Our observations show that the number of insects in the afternoon boundary layer substantially increases and is consistent with the observations of Geerts and Miao (2005a) that show insect plumes to be collocated with updrafts. At night the depth of the boundary layer decreases and a secondary maximum in reflectivity occurs due to nocturnal insects. Typically, there is strong return at the top of the CBL due to a combination of insects and refractive index turbulence, as well as within insect layers in the NBL.

b. Signal processing

To isolate the contribution of insects from the radar imagery, the following procedure is followed. First, a 7 × 7 median filter was applied over the two-dimensional radar reflectivity image. This filter serves to remove isolated impulsive echoes that occupy fewer than half of the pixels within the filter’s interrogation window. The resulting median-filtered image is subtracted from the original to yield an image of positive (and negative) excursions about the median values. We are interested only in the positive excursions that exceed the median-filtered value by more than 1 dB. The filtered and thresholded image is referred to as the insect echo image. When this image is subtracted from the original image, the result is the Bragg scatter image.

The size of the median filter was chosen after some experimentation on the reflectivity imagery. It was found that results were weakly dependent upon window sizes between 5 × 5 and 11 × 11. The optimum window size actually depends upon the density of insect dot echoes. Ideally, the interrogation window always includes at least one insect target. Small windows suffer from violating this condition frequently, while large windows sacrifice spatial resolution.

The 1-dB threshold corresponds to two standard deviations above the average echo power for our averaged profiles of 100 samples. Pixels exceeding this local threshold are retained, while all others are set to zero. In regions of locally homogeneous Bragg backscatter, the probability of false alarm (identifying a pixel as containing an insect when it does not) is less than 2.5%. This assumes that the local averaged reflectivity estimate is described by a Gaussian random variable with a normalized standard deviation, σ/m = 0.1, where m is the mean.

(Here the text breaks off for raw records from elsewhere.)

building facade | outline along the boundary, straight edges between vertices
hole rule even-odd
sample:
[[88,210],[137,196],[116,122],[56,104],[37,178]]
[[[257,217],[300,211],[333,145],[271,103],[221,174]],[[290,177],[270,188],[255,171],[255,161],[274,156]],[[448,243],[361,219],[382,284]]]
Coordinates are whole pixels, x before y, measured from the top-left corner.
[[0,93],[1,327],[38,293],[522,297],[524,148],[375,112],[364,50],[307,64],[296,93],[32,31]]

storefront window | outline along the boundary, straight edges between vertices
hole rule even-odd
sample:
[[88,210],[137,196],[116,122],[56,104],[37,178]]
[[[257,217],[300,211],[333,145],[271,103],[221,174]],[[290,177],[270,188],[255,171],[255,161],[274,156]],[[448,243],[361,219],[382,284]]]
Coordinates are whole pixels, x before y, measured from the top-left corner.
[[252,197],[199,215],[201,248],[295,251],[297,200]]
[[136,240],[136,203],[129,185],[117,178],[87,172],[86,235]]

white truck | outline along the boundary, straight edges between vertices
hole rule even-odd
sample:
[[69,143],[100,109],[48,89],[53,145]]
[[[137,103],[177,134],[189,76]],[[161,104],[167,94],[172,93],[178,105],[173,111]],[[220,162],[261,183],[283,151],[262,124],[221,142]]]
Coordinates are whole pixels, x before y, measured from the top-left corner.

Besides the morphological differences between insect dot echoes and distributed Bragg backscatter, the two sources of scattering also exhibit differing Doppler characteristics. As described in İnce et al. (2003), following the FFT used for converting the detected frequency domain signal to the time domain, the complex (I and Q) samples corresponding to individual range bins may be further processed for Doppler analysis in a manner identical to that for pulsed radars. In this case the effective pulse repetition frequency is the sweep repetition frequency, which is 20 Hz for the data shown here. This rather low pulse rate yields a narrow Nyquist velocity interval of only ±0.5 m s⁻¹. Measured vertical velocities are in many instances aliased; however, the spectrum width can still be interpreted. This is done via pulse-pair analysis as described in Doviak and Zrnić (1993).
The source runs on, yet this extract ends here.